The amount of the settlement?  $6,450,000.  Nice.  That will sure provide me with a huge supply of Emergen-C.  I am all set.

Now, let’s look at the fine print.  According to the settlement, the fund is to be used to pay, in order: (1) all costs and payments associated with the notice and administration of the settlement, including all payments to the Settlement Administrator; (2) any necessary taxes and tax expenses; (3) any Fee and Expense Award made by the Court to Class Counsel; (4) any class representative service award made by the Court to Plaintiffs; and (5) payments to eligible Claimants and any others as approved by the Court.

Let’s go through this one item at a time.  First to get paid are the hard costs in sending out in the notice of the settlement and the costs associated with administering the settlement.  I guess that is okay.  Second to get paid are taxes.  Can’t argue with that.  Third to get paid are attorney’s fees.  Fourth to get paid is something for the class representative.  I am okay with that.  But, let’s wait a minute.  We have now gone through four categories of payments.  Notice anyone who has not yet been included?  Right, the people who are actually supposed to benefit from this great lawsuit.  Anyone?  Anyone?  Bueller?  Oh, here we go, fifth and last are the actual claimants.

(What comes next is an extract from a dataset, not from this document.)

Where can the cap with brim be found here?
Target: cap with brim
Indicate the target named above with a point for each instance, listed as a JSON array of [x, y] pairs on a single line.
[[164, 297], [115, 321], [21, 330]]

Well, I guess that is okay.  After all, while I am one of the aggrieved parties, one of the people the attorneys were supposed to protect, I am sure the settlement will take care of me.  So, what will I be “taking to the bank”?  Let’s take a look at what I will actually get:

If you have Proof of Purchase (valid receipt or box packaging), you can claim the full purchase price you paid for the Products during the Settlement Class Period. If you have a receipt you may seek reimbursement of the purchase price stated on the receipt. If you have box packaging you may seek reimbursement ranging from $4.36 to $12.97, depending on the Product(s) purchased. Claimants with Proof of Purchase may seek reimbursement up to a maximum recovery of $36.

If you do not have Proof of Purchase, you may file a claim for 75% of the average price, per box package of the particular Product(s) you purchased during the Settlement Class Period, up to a maximum recovery of $18. Those average prices range from $4.36 to $12.97, depending on Product purchased.

The actual amount paid to individual Claimants will depend upon the number of valid Claims made and may be reduced pro rata if the total value of all valid Claims is greater than the money available in the Settlement Fund.

In case you did not read all 3 of the paragraphs, let me give you the sound bite: you can get up to $36, but only if you have the Proof of Purchase for the product.  If you don’t have the Proof of Purchase, you will get between $4.36 and $12.97

I don’t know about you, but I have not kept my “Proof of Purchase” of all of my Emergen-C purchases since 2006.  Perhaps I am the only one, but I don’t keep empty boxes for 8 years (full disclosure—I throw them out as soon as I open them).

Are you wondering about how much the attorneys will make?  I looked at the actual settlement agreement.  According to the agreement, the attorney’s have agreed to limit their fees to no more than 30% of the Settlement Fund.  It certainly made me feel better, knowing that while I would get enough money to buy a couple of Mocha Frappacinos at Starbucks, the attorneys had agreed to limit their fees to $1,935,000.  As long as it was less than $2,000,000, it seems fair.

While there may be value to certain class action lawsuits, it certainly seems that the real winners are the lawyers.